Report Checkpoints

By checkpointing periodically during training and reporting those checkpoints to the master, you can stop and restart training in two different ways: either by pausing and reactivating training using the WebUI, or by clicking the Continue Trial button after the experiment completes.

These two types of continues have different behaviors. While you always want to preserve the value you are incrementing (the “model weight”), you do not always want to preserve the batch index. When you pause and reactivate you want training to continue from the same batch index, but when starting a fresh experiment you want training to start with a fresh batch index. You can save the trial ID in the checkpoint and use it to distinguish the two types of continues.

  1. Create a new 2_checkpoints.py training script called by copying the 1_metrics.py script from Report Metrics.

  2. Write save and load methods for your model:

    def save_state(x, steps_completed, trial_id, checkpoint_directory):
        with checkpoint_directory.joinpath("state").open("w") as f:
            f.write(f"{x},{steps_completed},{trial_id}")
    
    def load_state(trial_id, checkpoint_directory):
        checkpoint_directory = pathlib.Path(checkpoint_directory)
        with checkpoint_directory.joinpath("state").open("r") as f:
            x, steps_completed, ckpt_trial_id = [int(field) for field in f.read().split(",")]
        if ckpt_trial_id == trial_id:
            return x, steps_completed
        else:
            # This is a new trial; load the "model weight" but not the batch count.
            return x, 0
    
  3. In your if __name__ == "__main__" block, use the ClusterInfo API to gather additional information about the task running on the cluster, specifically a checkpoint to load from and the trial ID, which you also pass to main().

        info = det.get_cluster_info()
        assert info is not None, "this example only runs on-cluster"
        latest_checkpoint = info.latest_checkpoint
        trial_id = info.trial.trial_id
    
        with det.core.init() as core_context:
            main(
                core_context=core_context,
                latest_checkpoint=latest_checkpoint,
                trial_id=trial_id,
                increment_by=1
            )
    

    It is recommended that you always follow this pattern of extracting values from the ClusterInfo API and passing the values to lower layers of your code, instead of accessing the ClusterInfo API directly in the lower layers. In this way the lower layer can be written to run on or off of the Determined cluster.

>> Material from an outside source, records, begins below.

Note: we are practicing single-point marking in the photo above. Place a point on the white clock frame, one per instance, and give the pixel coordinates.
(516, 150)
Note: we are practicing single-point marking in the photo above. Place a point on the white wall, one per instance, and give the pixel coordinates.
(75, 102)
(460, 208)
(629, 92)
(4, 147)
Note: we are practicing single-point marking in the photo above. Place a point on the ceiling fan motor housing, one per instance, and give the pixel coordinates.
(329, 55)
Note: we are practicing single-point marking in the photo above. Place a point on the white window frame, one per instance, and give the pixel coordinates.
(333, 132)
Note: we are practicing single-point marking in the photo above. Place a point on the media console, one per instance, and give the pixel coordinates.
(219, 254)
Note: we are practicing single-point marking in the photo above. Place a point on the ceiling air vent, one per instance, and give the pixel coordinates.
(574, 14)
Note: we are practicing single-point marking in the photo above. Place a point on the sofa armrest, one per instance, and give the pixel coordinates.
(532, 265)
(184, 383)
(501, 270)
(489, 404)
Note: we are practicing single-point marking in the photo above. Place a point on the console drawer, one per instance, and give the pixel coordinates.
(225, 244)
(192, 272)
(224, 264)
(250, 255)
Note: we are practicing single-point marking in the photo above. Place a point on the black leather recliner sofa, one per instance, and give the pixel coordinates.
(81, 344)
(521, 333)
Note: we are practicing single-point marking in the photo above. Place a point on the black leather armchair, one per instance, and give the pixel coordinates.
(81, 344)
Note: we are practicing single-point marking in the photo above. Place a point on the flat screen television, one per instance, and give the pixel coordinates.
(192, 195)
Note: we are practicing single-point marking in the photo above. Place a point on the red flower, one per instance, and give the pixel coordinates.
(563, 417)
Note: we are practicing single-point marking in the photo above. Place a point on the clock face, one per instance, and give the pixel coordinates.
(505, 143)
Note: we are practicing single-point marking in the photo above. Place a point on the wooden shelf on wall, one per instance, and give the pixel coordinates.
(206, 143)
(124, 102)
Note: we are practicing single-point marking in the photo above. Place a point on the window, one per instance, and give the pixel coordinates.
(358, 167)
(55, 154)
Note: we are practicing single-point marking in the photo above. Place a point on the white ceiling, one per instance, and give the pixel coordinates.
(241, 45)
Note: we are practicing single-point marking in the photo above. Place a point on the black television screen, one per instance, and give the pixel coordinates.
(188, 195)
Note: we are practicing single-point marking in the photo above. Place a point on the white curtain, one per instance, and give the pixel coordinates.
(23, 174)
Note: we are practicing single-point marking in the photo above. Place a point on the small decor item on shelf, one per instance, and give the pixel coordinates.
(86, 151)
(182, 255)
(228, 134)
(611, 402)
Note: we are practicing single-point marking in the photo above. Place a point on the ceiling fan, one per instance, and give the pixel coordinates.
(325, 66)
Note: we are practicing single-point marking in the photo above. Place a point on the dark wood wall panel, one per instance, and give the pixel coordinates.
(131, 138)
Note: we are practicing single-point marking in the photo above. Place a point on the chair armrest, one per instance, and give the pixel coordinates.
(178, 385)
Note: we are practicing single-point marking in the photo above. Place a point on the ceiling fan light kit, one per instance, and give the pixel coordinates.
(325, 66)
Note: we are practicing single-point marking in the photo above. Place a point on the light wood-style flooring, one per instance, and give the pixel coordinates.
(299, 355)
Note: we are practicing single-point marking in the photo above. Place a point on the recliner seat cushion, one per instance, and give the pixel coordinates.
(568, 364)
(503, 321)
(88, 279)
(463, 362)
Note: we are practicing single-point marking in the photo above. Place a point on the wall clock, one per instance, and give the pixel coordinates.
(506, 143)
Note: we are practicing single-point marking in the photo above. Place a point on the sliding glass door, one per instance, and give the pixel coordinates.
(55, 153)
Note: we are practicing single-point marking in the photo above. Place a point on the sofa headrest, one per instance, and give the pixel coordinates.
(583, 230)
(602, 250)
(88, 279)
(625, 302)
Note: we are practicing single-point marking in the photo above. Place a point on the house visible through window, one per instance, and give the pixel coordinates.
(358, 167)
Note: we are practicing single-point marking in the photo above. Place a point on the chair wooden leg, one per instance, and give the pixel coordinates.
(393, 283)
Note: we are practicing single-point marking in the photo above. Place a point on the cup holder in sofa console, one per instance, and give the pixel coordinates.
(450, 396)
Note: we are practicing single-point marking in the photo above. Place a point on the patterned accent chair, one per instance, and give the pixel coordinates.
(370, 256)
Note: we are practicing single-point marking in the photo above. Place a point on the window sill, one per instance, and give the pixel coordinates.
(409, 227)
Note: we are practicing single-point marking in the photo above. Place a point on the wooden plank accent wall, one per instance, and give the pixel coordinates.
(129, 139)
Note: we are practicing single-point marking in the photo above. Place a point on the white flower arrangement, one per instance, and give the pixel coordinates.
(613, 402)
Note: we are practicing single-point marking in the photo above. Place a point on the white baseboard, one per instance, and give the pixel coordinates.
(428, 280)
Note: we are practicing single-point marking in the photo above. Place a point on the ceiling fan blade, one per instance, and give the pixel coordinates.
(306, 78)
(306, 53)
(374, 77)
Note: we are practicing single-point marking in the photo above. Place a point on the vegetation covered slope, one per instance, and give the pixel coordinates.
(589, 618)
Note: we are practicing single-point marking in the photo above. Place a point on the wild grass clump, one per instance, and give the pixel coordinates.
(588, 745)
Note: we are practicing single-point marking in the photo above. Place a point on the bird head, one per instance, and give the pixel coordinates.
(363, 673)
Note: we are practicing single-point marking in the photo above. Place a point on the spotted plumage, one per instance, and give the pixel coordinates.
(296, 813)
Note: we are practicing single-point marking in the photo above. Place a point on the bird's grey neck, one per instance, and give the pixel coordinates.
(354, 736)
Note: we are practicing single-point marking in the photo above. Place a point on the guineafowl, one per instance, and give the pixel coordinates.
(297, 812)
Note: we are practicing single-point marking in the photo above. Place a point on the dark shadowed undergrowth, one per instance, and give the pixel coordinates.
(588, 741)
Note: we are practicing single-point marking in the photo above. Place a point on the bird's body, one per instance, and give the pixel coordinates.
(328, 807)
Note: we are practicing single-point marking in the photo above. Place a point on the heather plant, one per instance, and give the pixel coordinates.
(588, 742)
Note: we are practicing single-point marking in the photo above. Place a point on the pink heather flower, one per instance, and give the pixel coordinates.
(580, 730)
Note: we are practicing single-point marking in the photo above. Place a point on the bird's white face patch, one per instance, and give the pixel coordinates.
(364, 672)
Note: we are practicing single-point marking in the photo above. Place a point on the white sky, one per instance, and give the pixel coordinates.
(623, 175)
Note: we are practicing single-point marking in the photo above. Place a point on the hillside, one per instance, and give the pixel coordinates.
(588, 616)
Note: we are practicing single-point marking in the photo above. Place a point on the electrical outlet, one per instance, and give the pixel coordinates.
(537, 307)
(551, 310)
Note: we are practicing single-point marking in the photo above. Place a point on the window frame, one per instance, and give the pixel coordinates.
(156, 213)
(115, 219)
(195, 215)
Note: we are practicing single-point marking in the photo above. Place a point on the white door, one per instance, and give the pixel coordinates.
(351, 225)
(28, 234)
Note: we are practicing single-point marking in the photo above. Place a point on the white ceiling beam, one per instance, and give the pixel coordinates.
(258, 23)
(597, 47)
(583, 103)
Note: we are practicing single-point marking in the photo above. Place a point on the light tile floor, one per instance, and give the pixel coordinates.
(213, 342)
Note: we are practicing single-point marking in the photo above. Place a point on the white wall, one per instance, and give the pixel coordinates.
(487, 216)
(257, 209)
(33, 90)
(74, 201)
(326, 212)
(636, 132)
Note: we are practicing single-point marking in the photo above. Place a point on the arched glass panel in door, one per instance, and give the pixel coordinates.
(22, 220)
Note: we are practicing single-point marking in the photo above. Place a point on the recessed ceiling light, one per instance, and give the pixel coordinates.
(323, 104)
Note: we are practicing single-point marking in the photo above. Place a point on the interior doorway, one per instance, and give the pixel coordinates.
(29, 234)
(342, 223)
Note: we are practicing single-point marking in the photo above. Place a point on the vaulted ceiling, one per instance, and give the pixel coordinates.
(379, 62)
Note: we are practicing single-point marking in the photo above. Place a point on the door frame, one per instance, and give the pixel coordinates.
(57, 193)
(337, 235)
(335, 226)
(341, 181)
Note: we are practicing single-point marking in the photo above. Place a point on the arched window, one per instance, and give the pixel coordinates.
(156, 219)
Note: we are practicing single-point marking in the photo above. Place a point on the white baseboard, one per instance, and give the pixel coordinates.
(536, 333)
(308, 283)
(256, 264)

  4. Within main(), add logic to continue from a checkpoint, when a checkpoint is provided:

    def main(core_context, latest_checkpoint, trial_id, increment_by):
        x = 0
    
        # NEW: load a checkpoint if one was provided.
        starting_batch = 0
        if latest_checkpoint is not None:
            with core_context.checkpoint.restore_path(latest_checkpoint) as path:
                x, starting_batch = load_state(trial_id, path)
    
        for batch in range(starting_batch, 100):
    
  5. You can checkpoint your model as frequently as you like. For this exercise, save a checkpoint after each training report, and check for a preemption signal after each checkpoint:

    if steps_completed % 10 == 0:
        core_context.train.report_training_metrics(
            steps_completed=steps_completed, metrics={"x": x}
        )
    
        # NEW: write checkpoints at regular intervals to limit lost progress
        # in case of a crash during training.
        checkpoint_metadata = {"steps_completed": steps_completed}
        with core_context.checkpoint.store_path(checkpoint_metadata) as (path, uuid):
            save_state(x, steps_completed, trial_id, path)
    
        # NEW: check for a preemption signal.  This could originate from a
        # higher-priority task bumping us off the cluster, or for a user pausing
        # the experiment via the WebUI or CLI.
        if core_context.preempt.should_preempt():
            # At this point, a checkpoint ws just saved, so training can exit
            # immediately and resume when the trial is reactivated.
            return
    
  6. Create a 2_checkpoints.yaml file by copying the 0_start.yaml file and changing the first couple of lines:

    name: core-api-stage-2
    entrypoint: python3 2_checkpoints.py
    
  7. Run the code using the command:

    det e create 2_checkpoints.yaml . -f
    
  8. You can navigate to the experiment in the WebUI and pause it mid-training. The trial shuts down and stop producing logs. If you reactivate training it resumes where it stopped. After training is completed, click Continue Trial to see that a fresh training is started but the model weight continues from where the previous one finished.

The complete 2_checkpoints.py and 2_checkpoints.yaml listings used in this example can be found in the core_api.tgz download or in the Github repository.